Toto Wolff kommt leicht verspätet zu unserem virtuellen Interview. „Sorry, das technische Debrief hat länger gedauert. Ist ein bisschen unhöflich, aber wir haben über das Setup geredet“, sagt der Österreicher nach dem Freien Training in Baku dennoch gut gelaunt.

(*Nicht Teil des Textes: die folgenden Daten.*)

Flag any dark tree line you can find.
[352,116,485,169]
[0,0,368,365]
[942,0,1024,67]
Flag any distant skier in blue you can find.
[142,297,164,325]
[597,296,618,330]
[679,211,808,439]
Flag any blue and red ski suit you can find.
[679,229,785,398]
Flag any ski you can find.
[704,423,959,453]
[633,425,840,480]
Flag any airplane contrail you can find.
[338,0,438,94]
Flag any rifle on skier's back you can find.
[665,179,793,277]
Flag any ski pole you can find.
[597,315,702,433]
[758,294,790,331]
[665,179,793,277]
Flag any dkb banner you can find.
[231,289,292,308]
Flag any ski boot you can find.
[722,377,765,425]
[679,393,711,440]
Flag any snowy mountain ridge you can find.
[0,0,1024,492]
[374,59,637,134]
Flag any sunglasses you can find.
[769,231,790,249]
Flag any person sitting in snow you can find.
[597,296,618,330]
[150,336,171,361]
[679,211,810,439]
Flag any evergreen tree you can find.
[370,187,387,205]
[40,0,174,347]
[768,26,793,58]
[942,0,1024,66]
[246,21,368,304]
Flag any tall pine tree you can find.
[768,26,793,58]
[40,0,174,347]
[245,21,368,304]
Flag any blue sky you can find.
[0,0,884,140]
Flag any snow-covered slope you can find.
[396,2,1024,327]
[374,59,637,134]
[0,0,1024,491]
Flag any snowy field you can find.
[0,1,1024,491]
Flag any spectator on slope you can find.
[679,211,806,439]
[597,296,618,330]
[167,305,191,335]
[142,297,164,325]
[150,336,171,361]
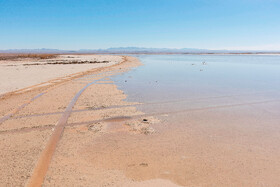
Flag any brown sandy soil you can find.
[0,53,280,187]
[0,56,176,186]
[0,55,121,95]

Ein langes Debrief, also eine ausführliche, datengestützte Nachlese der Trainings-Leistung, – das bedeutet: Mercedes rätselt, Mercedes (hinter-)fragt sich, Mercedes tüftelt. Denn zufriedenstellend waren die Ergebnisse der Silberpfeile zum Auftakt des Formel-1-Wochenendes in Baku nicht. Platz 7 – mehr war am Ende des Tages für George Russell nicht drin, Rekordchampion Lewis Hamilton wurde am Nachmittag hinter Sebastian Vettel gar nur Zwölfter.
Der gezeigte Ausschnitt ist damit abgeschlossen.